Speedwell—There are several types of speedwell, all with small, lobed, numerous leaves and small white or purple flowers. Leaves are in pairs and have scalloped edges. Heart-shaped seedpods grow on the stem below the flowers. Either perennial or annual, speedwell appears in early spring, but can begin greening up in late winter. Most speedwell is characterized by creeping growth with rooting at the nodes. Flowers are very small on short stalks. Speedwell can grow in most any condition, but thrives in dry, sandy and shady areas. Speedwell can become very invasive on sand-based sports fields.

Yellow woodsorrel or oxalis—Often confused with white clover, oxalis has pale green leaves consisting of three leaflets, which are distinctly heart-shaped and appear folded along the midrib. Both annual and perennial types are found. The stems are thin, sparsely hairy and able to root at the nodes. The yellow flowers are small and funnel-shaped. Oxalis has an interesting seed dispersal mechanism, with the capacity to project seed a considerable distance from the mother plant. With this unique property, a small infestation of oxalis can become problematic if not addressed as soon as possible.

Reasons for invasion

Are you sending out an invitation for weeds? Pests and postponed or skipped cultural practices invite the invasion of broadleaf weeds.

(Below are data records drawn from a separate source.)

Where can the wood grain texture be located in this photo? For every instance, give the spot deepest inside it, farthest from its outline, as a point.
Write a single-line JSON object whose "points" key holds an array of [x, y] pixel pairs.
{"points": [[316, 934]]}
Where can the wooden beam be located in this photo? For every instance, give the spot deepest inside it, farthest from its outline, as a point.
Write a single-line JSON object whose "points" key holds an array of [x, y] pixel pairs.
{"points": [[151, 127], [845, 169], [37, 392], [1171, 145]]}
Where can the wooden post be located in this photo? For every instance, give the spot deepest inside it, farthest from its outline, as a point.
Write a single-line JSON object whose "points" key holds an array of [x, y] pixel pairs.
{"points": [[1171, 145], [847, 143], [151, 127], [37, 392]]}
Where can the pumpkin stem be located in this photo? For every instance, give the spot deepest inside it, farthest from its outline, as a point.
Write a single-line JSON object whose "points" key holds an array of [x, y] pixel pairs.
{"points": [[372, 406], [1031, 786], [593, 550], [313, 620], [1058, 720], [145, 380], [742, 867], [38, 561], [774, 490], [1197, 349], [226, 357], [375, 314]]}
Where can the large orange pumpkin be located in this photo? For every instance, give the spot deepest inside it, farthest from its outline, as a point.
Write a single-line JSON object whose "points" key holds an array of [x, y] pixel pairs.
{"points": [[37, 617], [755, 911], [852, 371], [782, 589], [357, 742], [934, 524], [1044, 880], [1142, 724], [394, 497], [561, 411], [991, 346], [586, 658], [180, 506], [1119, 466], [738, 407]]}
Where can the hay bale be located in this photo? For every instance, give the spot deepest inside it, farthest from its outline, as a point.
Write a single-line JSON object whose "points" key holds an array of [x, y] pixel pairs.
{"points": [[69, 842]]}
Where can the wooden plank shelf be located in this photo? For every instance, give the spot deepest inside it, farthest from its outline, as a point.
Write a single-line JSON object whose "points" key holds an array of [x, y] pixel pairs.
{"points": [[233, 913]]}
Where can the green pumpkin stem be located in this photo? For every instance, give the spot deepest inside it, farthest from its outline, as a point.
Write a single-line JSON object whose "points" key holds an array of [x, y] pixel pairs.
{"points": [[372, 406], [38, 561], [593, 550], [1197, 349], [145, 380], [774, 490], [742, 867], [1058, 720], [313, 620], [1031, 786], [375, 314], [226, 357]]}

Many species, including and exclusive of the top 10 already discussed, prosper in thin, highly trafficked and compacted turf, conditions that are frequently the norm in sports fields. Aggressive aerification; proper pest management; and appropriate irrigation, fertility and mowing practices can go a long way in avoiding weed invasion.

Chemical control of broadleaf weeds

So, you’ve done everything you can from a management perspective and you still have broadleaf weeds. Advances in herbicide technology have resulted in the availability of new chemistries with reduced toxicity to nontarget species and increased effectiveness, new formulations and creative new combination products for the turfgrass professional.

Dismiss (sulfentrazone) is effective on a multitude of broadleaf weeds, and weeds susceptible to Dismiss show injury relatively quickly, often within 12 to 24 hours. It acts primarily as a contact herbicide, resulting in regrowth of mature perennials, but is an excellent tank-mix partner with systemic products.

SpeedZone, PowerZone, Surge, Q4-Plus and T-Zone are combination products from PBI-Gordon similar to the its standard Trimec. SpeedZone is what one of our colleagues calls “Trimec with an attitude.” The “attitude” comes from the addition of carfentrazone to the Trimec components. This addition results in faster activity on susceptible species. PowerZone is a non 2-4-D containing alternative to SpeedZone for use in areas where 2,4-D is not desired. Surge contains the components of the Trimec with the addition of sulfentrazone and is formulated to be used safely at higher ambient temperatures. Q4-Plus is the components of Surge with the addition of quinchlorac, increasing the spectrum to include many annual grassy weeds. T-Zone offers the increased efficacy of triclopyr for difficult-to-control broadleaf weeds.

Onetime is a new combination product containing dicamba, MCPP and quinchlorac, offering broad-spectrum broadleaf and annual grass weed control. Tests have shown good-to-excellent activity on ground ivy and dandelion, as well as clover, crabgrass and foxtail. Drive XLR8 is an improved formulation of Drive (quinchlorac) with quicker response and rainfastness in less than one hour.

Tenacity is an herbicide registered for golf courses and sod farms and federally registered for commercial applicator athletic turf use. Tenacity is unique chemistry with unique selectivity. It is safe on all cool-season grasses except creeping bentgrass when used as directed. Trials have shown good-to-excellent control of creeping bentgrass, nimblewill and windmill grass in Kentucky bluegrass, and good-to-excellent control of a laundry list of broadleaf weeds, crabgrass and foxtail. Another unique property of Tenacity is safety at seeding. Applications at planting of Kentucky bluegrass, perennial ryegrass and tall fescue have shown excellent results.